Dmitri Shostakovich: Symphony No. 5 in D minor
Born: September 5, 1906, in St. Petersburg
Died: August 8, 1975, in Moscow
Date of Composition: spring 1937
Premiere: Leningrad, on November 21, 1937
Orchestration: piccolo, 2 flutes, 2 oboes, 2 clarinets, small clarinet in E-flat, 2 bassoons, 4 horns, 2 trumpets, 3 trombones, tuba, timpani, percussion, piano, harp, and strings.
Shostakovich’s originally Polish family settled in Russia after his grandfather’s exile in Siberia. Shostakovich took his first piano lessons from his mother; at 13 he entered the Leningrad Conservatory. In 1925, at 19, he completed Symphony No. 1 as a Conservatory graduation piece. This period after the Russian Revolution was a time when Soviet rulers felt that their new society should support new kinds of art, and Russian composers, poets, novelists, and painters formed a true avant-garde. Before long, however, political ideology and views of Soviet art changed.

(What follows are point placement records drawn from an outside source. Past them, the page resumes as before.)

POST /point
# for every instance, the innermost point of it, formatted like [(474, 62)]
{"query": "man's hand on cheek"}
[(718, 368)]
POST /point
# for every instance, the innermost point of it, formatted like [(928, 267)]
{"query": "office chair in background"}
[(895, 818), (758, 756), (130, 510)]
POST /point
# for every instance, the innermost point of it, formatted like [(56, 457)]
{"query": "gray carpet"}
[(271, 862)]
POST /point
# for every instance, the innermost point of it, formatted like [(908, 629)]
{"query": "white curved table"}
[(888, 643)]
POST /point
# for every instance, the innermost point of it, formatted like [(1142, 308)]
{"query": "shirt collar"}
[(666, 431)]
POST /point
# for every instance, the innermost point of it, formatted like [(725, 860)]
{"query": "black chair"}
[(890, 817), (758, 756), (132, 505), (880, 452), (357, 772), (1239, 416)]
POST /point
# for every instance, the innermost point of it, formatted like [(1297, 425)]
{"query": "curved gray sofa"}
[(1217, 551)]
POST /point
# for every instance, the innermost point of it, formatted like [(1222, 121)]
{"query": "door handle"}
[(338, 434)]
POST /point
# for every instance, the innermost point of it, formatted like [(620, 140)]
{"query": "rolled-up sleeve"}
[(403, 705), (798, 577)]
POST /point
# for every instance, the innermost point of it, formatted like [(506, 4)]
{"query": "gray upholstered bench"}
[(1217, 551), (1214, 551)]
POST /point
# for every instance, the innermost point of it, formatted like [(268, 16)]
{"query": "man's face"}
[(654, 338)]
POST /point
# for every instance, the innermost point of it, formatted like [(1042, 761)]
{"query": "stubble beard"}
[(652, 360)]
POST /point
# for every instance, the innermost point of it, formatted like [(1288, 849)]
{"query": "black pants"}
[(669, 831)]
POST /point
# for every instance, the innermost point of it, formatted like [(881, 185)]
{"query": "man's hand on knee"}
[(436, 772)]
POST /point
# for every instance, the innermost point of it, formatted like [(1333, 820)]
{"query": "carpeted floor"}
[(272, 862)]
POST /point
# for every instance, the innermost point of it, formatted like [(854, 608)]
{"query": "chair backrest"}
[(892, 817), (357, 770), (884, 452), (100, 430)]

After the USSR was formed, increasing official Soviet disfavor toward Shostakovich, one of the most formidable Russian composers of the 20th century, created difficulties for much of his career. Although his early music met with approval internationally, as soon as Shostakovich composed his opera Lady Macbeth of Mtsensk and his next symphonies, Pravda, the official Soviet news agency, began condemning his work for its “bourgeois decadence.” They described his symphonies as un-Soviet, unwholesome, cheap, eccentric, and lacking in “songfulness.” Authorities suggested he should compose music that would have greater appeal for the masses, music that was simpler, more melodic, more optimistic, and more heroic. Ultimately, Shostakovich was rehabilitated, but not until after an unsettling period of soul-searching. Success finally returned with this, his Symphony No.5, a work more expansive and heroic than those that had preceded it. The authorities quoted Shostakovich as describing this work as “a Soviet artist’s practical, creative reply to just criticism”; finally, he was allowed to re-enter the mainstream of Russian musical life.
Shostakovich’s Symphony No. 5 is widely recognized as his most popular work. Describing it programmatically, perhaps because he felt compelled to, he said: “The theme of my Symphony is the stabilization of a personality. In the center of this composition – conceived lyrically from beginning to end – I saw a man with all his experiences. The Finale resolves the tragically tense impulses of the earlier movements into optimism and joy of living.” Shostakovich wrote the symphony to celebrate the 20th anniversary of the Soviet Union. It debuted in Leningrad on November 21, 1937, and was very successful at its first hearing in Russia as well as several months later in its United States premiere. An original and inventive work, the symphony displayed the sure hand of a mature creator who is artistically and ideologically confident. Its subjects are long melodies used in new but simple ways.
Between 1925 and 1970, Shostakovich wrote 15 works in symphonic form. These works are enormously varied in character and size, but each embodies the essential idea of being extended and highly developed, based on their large number of contrasting themes. No composer of the 20th century made so extensive, so important, or so durable a contribution to symphonic literature. Shostakovich’s symphonies combine somber tragedy, mordant wit, expressive melody, dramatic development, and profound emotion, all under a brilliantly orchestrated surface.